Western Canada Summer Games

A multi-sport event, the Western Canada Summer Games are designed to provide development opportunities for amateur athletes and to help them advance their skills in a competitive, but friendly environment. The games also serve to broaden the exposure of talented athletes and provide a training ground for national and international level competitions.
Social and cultural elements round out the sporting events for athletes, coaches, volunteers and spectators. The three western provinces (Alberta, Saskatchewan, and Manitoba) and the three northern territories (Yukon, Northwest Territories, and Nunavut) send teams to these games which are held every four years.
The Western Canada Summer Games were first held in 1975 in Regina, Saskatchewan with the four western provinces ~ British Columbia, Alberta, Saskatchewan and Manitoba ~ competing. In 1983, Yukon and the Northwest Territories joined in and 2003 saw the addition of Nunavut.



In August 2019, over 1700 of western Canada’s youth will have the opportunity to shine in Swift Current as we host the 2019 Western Canada Summer Games (WCSG).  The participants from six provinces and territories will be joined by over 400 officials, media and VIPs, nearly 2000 volunteers and thousands more visitors for the ten-day event.  Featuring 16 sports and an arts and cultural festival, the 2019 Western Canada Summer Games will be the largest event in Swift Current’s history.


Team Selection Criteria 

Team Standards

Results from Swift Current




Results from Wood Buffalo



Team Manitoba Finishes in Third Place in 2011

The 2011 Western Canada Summer Games in Kamloops concluded with Team Manitoba finishing in third place.

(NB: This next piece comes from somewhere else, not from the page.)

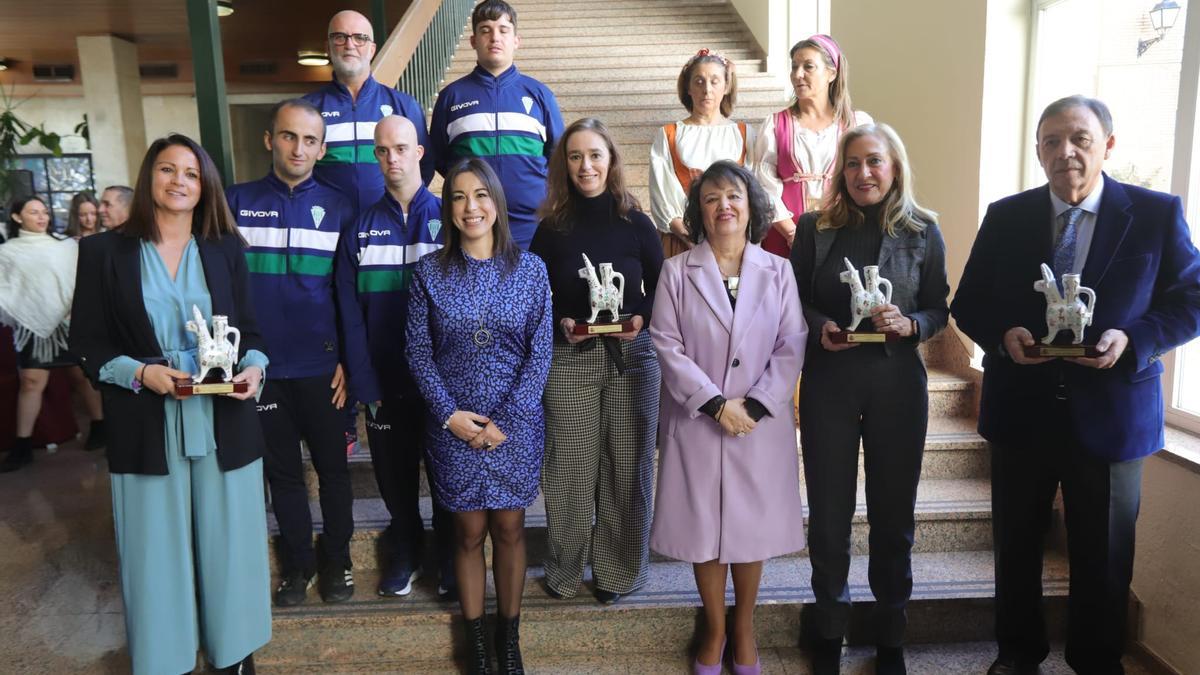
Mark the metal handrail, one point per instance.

Manitoba accumulated a total of 166 Flag Points – based on a ranking and scoring system in each individual sport – to maintain its standing from the previous Games in 2007.  British Columbia placed first with 213 points. Alberta was second with 187. Saskatchewan placed fourth with 159 points, followed by the North West Territories with 33, Yukon with 30 and Nunavut with 6.

Manitoba also won a total of 107 medals over the ten days of competition – 22 gold, 40 silver and 45 bronze.     Gold medal performances by Manitoba’s two Closing Ceremonies Flag Bearers – Alia Ross from Gymnastics and Anna Schappert from Cycling – highlighted the final day of competition.